Tony Blair used the term “bog standard comprehensive” in a conference speech, which was coined by the now repentant Peter Hyman. Perhaps it is discourteous to the many talented professionals working in the toughest schools, but its popular usage attests to the fact that it captures the essence of the state we’re in. The “bog” evokes images of stagnation – and this is exactly what has happened under a system directed centrally by the government. While freer industries have thrived in conditions of competition and innovation, centrally planned schooling has languished behind.

Schooling is long overdue for a shakeup to release the talents of the students currently stuck in the quagmire.
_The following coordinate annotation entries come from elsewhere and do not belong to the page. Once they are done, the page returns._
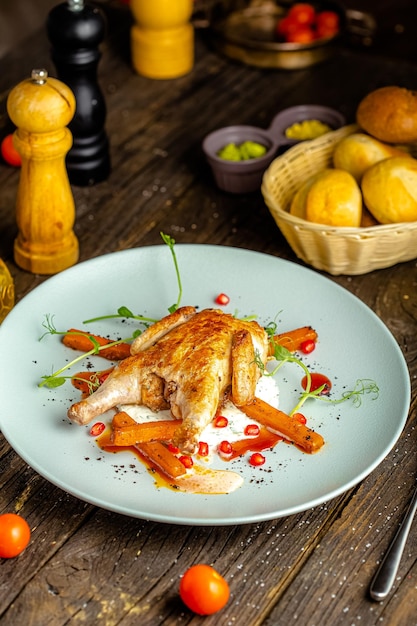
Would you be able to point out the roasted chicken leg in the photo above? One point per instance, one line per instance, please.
(186, 362)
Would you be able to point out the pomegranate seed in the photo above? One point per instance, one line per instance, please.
(300, 418)
(225, 447)
(221, 421)
(223, 299)
(257, 459)
(97, 429)
(203, 448)
(308, 346)
(252, 430)
(186, 461)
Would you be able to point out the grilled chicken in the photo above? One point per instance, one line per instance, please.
(187, 362)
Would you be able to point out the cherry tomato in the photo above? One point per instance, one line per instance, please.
(286, 26)
(327, 24)
(14, 535)
(303, 12)
(330, 19)
(302, 34)
(223, 299)
(97, 429)
(9, 152)
(204, 590)
(256, 459)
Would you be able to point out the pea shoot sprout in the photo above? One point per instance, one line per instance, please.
(126, 313)
(282, 355)
(55, 379)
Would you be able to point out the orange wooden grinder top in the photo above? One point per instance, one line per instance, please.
(41, 107)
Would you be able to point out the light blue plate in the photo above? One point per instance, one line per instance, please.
(353, 344)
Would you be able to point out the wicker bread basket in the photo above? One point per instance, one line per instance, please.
(336, 250)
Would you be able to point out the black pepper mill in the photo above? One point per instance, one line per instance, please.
(75, 30)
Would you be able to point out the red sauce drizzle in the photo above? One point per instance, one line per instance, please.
(317, 380)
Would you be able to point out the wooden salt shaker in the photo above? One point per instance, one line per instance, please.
(162, 38)
(41, 107)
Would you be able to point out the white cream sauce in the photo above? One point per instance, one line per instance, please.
(202, 479)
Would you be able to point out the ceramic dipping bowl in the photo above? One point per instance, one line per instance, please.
(246, 176)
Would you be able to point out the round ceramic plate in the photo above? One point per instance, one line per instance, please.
(353, 344)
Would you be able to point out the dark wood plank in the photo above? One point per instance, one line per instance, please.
(89, 565)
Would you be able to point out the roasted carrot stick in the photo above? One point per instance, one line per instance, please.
(282, 424)
(159, 455)
(293, 339)
(162, 430)
(80, 340)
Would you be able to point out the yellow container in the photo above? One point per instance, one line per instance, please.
(163, 54)
(161, 14)
(6, 291)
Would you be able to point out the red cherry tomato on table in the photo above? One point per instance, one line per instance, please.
(302, 34)
(9, 152)
(204, 590)
(286, 26)
(328, 19)
(303, 13)
(14, 535)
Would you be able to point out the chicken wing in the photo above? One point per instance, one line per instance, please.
(186, 361)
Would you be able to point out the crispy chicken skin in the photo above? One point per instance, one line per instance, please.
(185, 362)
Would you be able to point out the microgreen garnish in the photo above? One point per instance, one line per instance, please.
(171, 243)
(126, 313)
(282, 355)
(55, 379)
As an industry, teaching methods are firmly entrenched in the past. For example, most children don’t learn to speak a language despite spending their lives sitting for hundreds of hours in a classroom attempting to do so. Even those with top grades can’t hold a basic conversation. As the language expert Paul Noble points out: “Students realise that even if they do get a GCSE in French, they still won't be able to speak the language”. In contrast, private companies guarantee that business people will learn more than this in a couple days.

This is not a call for another revision of the national curriculum and a new national strategy to push all children into intensive language lessons. This would entirely miss the point. Instead we need to free schools, and the first way this could be done is to allow them to run for a profit. As with any service industry, experimentation would become the norm and best practice would be copied where appropriate. Education companies abroad are ready to invest, while there are many companies in the UK currently teaching adults various skills that would be able to add immense value to teaching children. Without this change, most will be left mired neck-deep in an unwholesome bog standard education.